Ирина Мельникова - Финита ля комедиа
И самое печальное было в том, что он никак не мог или не хотел понять, что она никогда не была чувственной, она была только страстной. И способна была прожить без любовных утех и год, и два, если сердце ее молчало, и отдавалась мужчине только любя…
К утру, уткнувшись носом в промокшую подушку, она поняла, что окончательно потеряла его любовь, но не уважение к себе. И теперь с ней остались лишь громкая и заслуженная слава да сорок лет жизни за спиной.
Слава! Что в этом слове для нее? Она добилась признания, удача не обошла ее стороной. Она получает самое высокое жалованье в театре — триста рублей ежемесячно. Но кто знает, какой ценой все это доставалось!
Кому, кроме нее самой, известно о тех бесконечных бессонных ночах, болях в сердце, жутких мигренях, когда кажется, весь мир насквозь пропитан уксусом, которым горничная смачивает полотенце и прикладывает к ее вискам.
Да, она заняла в театре высшее, признанное всеми место. Она ездит на гастроли. Имя ее, отпечатанное на афишах крупным жирным шрифтом, дает полные сборы по всей Сибири. Публика встречает и провожает ее овациями, и за кулисами она держится гордо и надменно, как истинная королева. Дружбу с женщинами она почти не признает. И всем без исключения говорит «ты», кроме губернатора и директора театра, а ей все говорят «вы», кроме, пожалуй, двух-трех друзей, которых она знает по совместной работе еще там, в России…
Для североеланцев все, что за Уралом, — Россия, а здесь словно другое государство — Сибирь, — огромное и дикое, богатое и бедное одновременно. И здесь она почувствовала себя еще более несчастной и одинокой, чем там, в далекой и теперь уже недосягаемой России.
Она почти богата благодаря гастролям, бенефисам и подношениям. Первейшие толстосумы губернии готовы целовать пол, по которому она ходит.
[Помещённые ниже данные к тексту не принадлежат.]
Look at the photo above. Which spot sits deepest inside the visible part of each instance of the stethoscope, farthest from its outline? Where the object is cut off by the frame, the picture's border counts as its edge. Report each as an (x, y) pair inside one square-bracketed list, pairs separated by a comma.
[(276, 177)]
Никому из актрис не подносят столько дорогих подарков во время бенефиса, сколько приходится их на долю Полины Муромцевой.
Купцы раскошеливаются на ценные сервизы, меха, драгоценности, промышленники щеголяют друг перед другом оригинальностью подношений и их баснословными ценами. И те и другие платят по пятьсот и более рублей за ложу. Дом у нее — полная чаша, свои лошади, своя дача, где она отдыхает летом, семь человек прислуги. Ей завидуют, ее боятся. Ее боготворят и ее ненавидят. Но никто даже не подозревает, что ее съедает одиночество. Она — одинокий остров в бурном море. В море обожания, лести, цветов, любовных посланий, злобных перешептываний и лицемерного сочувствия.
Все знают, Полина Муромцева — известная покровительница молоденьких актрис, всех дебютанток, которых травят и преследуют мужчины. Чтобы получить приличную роль, они должны переспать или с антрепренером, или с режиссером, или с «первым любовником», а часто со всеми тремя по очереди… Она всегда горячо вступается и яростно защищает женщин, будь то актриса или простая гримерша. У нее редкая черта, вернее, признак истинного таланта: она просто не способна к зависти и радуется каждому свежему дарованию и помогает ему, чем может, усердно и настойчиво расчищая ему дорогу на сцену. Ее кошелек и дом всегда открыты для желающих.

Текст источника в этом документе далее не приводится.